When Alatzas returned to Baltimore and the Sun, he began his rhythmic rise through the editorial ranks. The company also turns out two smaller dailies, magazines, and a chain of popular community weeklies.
Alatzas, 54, is married to his Greek-American college sweetheart from Milwaukee and they are parents to two children. His grandfather was born in Argos, in the Peloponnese and his other grandfather hails from the Aegean island of Chios. At home, he recalled “the radio was always on in the house” to programs like the Greek American Radio Hour. “We talked about politics. My parents made my sister and I watch “60 Minutes.” (His sister, Michele, is married to Reverend Father Christ Kontos, who pastors the St. Luke Greek Orthodox church near Philadelphia.)
One of the darkest days, he said, occurred in 2018, when a lone gunman burst into the newsroom of the Capital Gazette in Annapolis before shooting and killing five beloved staffers. Alatzas, who was in his office 30 miles north, gathered his staff, while doing his best to separate his emotions long enough to tend to the business of providing an objective, factual account of the tragedy. “I said, ’hey, we need to cover this story like we cover anything else.’ I got in my car and went to Annapolis. I wanted to be with my staff and the families of the victims.”
During these uncertain times, when the pandemic continues to claim American lives daily, the decision was made by the parent company to close newsrooms it owned and convert to remote spaces. While the lifeblood of journalism at its core is collegiality, the health risk involved made it impossible to continue with the age-old formula of reporters and editors working under the same roof.
“We’re like every other newsroom in the country, working virtually,” he remarked, his likable, outsize personality holding sway. “You work with people who are so incredibly committed to what they do. It’s a tough job, like any job. Technology is a great opportunity to not miss a beat.”

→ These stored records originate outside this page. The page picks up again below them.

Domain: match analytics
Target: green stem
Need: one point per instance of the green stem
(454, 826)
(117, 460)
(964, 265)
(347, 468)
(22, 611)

Under Alatzas’ leadership, the Sun staff won the 2020 Pulitzer Prize for Local Reporting. “illuminating” and” impactful” are adjectives used by the judges to describe how reporters exposed a windfall deal between the former mayor, Catherine Pugh, and the public hospital system that landed Pugh behind bars for three years. In an era where the media is the subject of unprecedented scrutiny, the core mission hasn’t wavered. “We have to push through all of these times when there is a real concern about trusted information,” he asserted passionately. Whether it’s in print or via digital platforms, he added, “it’s an incredible responsibility to provide information people can’t find anywhere else.”
Recognizing the growing overlap in commuting patterns, the Census Bureau combined Baltimore and Washington. The official designation created the fourth largest metro area in the country. But Alatzas, forever steeped in his Charm City roots, acknowledges the changes. “Baltimore has always had a chip on its shoulder that it’s not Washington. And it’s not. We have our own teams and our own identity. The cities are so different, but as the world has changed, we’ve got people who live between the two.”
While he’s justifiably proud of his stellar accomplishments, including designing a newsroom structure that became a model for other papers across the country, Alatzas circled back to his Greek upbringing and how it has shaped who he is. “I was very active in the parish,” referring to St. Demetrios in Baltimore County. “I was an altar boy, president of the Junior GOYA, the dance troupe. I made lifelong friends there. It holds a special place in my life.”
While success can play mind games, that’s hardly the case with Alatzas, assured his brother-in-law, the Rev. Pastor Christ Kontos. “He keeps it real. He’s as humble as pie. “When the editor and publisher hat comes off, he’s a loving father, big brother, and a very caring son to his parents.” He added: “Trif never misses family vacations. They’re always a priority.”